Et que ceux qui disent que les mentalités ne changent pas…

Nous débutons donc ces jours-ci une expérience.  Nous partons de l’hypothèse que certaines matières seraient mieux récupérées au chantier ou en industrie et que les efforts seront compensés par la valeur des matières récupérées.  Et surtout, nous croyons que les entreprises veulent récupérer.  Résultat: à partir d’un modèle d’un de nos fournisseurs, nous avons conçu un prototype de conteneur à deux compartiments.
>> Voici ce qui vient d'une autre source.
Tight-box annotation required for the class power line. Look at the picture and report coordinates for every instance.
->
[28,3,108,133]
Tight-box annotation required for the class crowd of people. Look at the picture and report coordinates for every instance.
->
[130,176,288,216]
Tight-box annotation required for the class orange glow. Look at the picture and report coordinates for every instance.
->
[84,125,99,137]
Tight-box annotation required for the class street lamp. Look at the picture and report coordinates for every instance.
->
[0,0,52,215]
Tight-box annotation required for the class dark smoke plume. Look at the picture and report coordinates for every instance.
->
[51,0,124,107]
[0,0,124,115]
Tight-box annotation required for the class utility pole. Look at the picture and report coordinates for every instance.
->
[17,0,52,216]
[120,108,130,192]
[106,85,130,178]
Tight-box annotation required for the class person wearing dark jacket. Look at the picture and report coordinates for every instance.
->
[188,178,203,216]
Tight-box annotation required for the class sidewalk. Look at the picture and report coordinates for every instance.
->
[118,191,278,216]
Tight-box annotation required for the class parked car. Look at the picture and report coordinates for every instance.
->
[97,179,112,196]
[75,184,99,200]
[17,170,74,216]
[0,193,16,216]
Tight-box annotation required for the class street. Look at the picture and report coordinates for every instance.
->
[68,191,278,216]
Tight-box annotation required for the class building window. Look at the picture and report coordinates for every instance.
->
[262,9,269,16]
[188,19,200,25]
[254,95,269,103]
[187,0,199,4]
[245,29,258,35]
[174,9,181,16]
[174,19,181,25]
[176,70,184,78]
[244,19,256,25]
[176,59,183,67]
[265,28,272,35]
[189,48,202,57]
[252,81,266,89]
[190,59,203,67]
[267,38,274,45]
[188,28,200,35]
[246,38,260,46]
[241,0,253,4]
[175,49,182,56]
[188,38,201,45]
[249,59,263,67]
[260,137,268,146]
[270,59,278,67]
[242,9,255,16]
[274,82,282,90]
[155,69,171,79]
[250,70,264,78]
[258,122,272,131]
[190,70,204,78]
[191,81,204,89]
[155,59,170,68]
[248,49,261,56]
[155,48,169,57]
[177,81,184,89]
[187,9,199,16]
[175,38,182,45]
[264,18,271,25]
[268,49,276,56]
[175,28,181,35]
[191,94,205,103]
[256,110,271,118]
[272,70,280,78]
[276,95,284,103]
Ce prototype est déjà en essai sur le seul chantier convoitant l’accréditation LEED à Sherbrooke, et cinq répliques sillonneront la région au cours des prochains jours pour recueillir les impressions des usagers.

Est-il adapté? Saura-t-il intéresser d’autres marchés?  Est-ce une réponse au client de nos clients?  Sont-ils de la bonne couleur?  (Les prototypes viendront en vert, bleu et rouge…)  Les prochains mois nous le dirons.

Et vous, qu’en pensez-vous?  Comment voyez-vous cette solution?  Vos commentaires seront analysés en détails.  Après tout, un jour ou l’autre, c’est vous qui l’utiliserez, non?

22 juin 2010

L’occasion de prêcher par l’exemple…

Après avoir vu le centre de tri pratiquement détruit par les flammes, une bonne partie des équipements et du bâtiment ont été expédié à la ferraille.  Le métal était alors destiné au recyclage.  Ça, c’est la voie facile.  Presqu’autant que de les éliminer.

Mais nous pouvons augmenter l’effet positif de nos actions sur l’environnement en respectant la hiérarchie des 3RVE.  Ainsi, plutôt que de recycler, nous souhaitions réutiliser la structure toujours érigée. 

Belle occasion de faire ce que nous proposons à nos clients.  Nous avons donc démantelé, par l’entremise d’une entreprise spécialisée, pièce par pièce l’édifice.  Cette technique a permis de préserver l’état des poutrelles et autres éléments architecturaux.

Le métal sera utilisé pour des travaux divers ne nécessitant pas une calibration exacte pour la structure  (la surchauffe a sans aucun doute altéré ses propriétés) ou le revêtement de bâtiments secondaires.  Néanmoins, le réemploi s’est avéré un gros plus.

Les gains sont évidents: réduction de l’énergie pour le transport à l’aciérie et pour la refonte, usage de pièces de métal évitant l’achat de matériaux neufs et diminution des coûts.

Alors que le recyclage commence à s’intégrer dans nos pratiques, la réduction à la source et le réemploi demandent encore réflexion.  Il n’en demeure pas moins qu’on y trouve les meilleures opportunités de mise en valeur.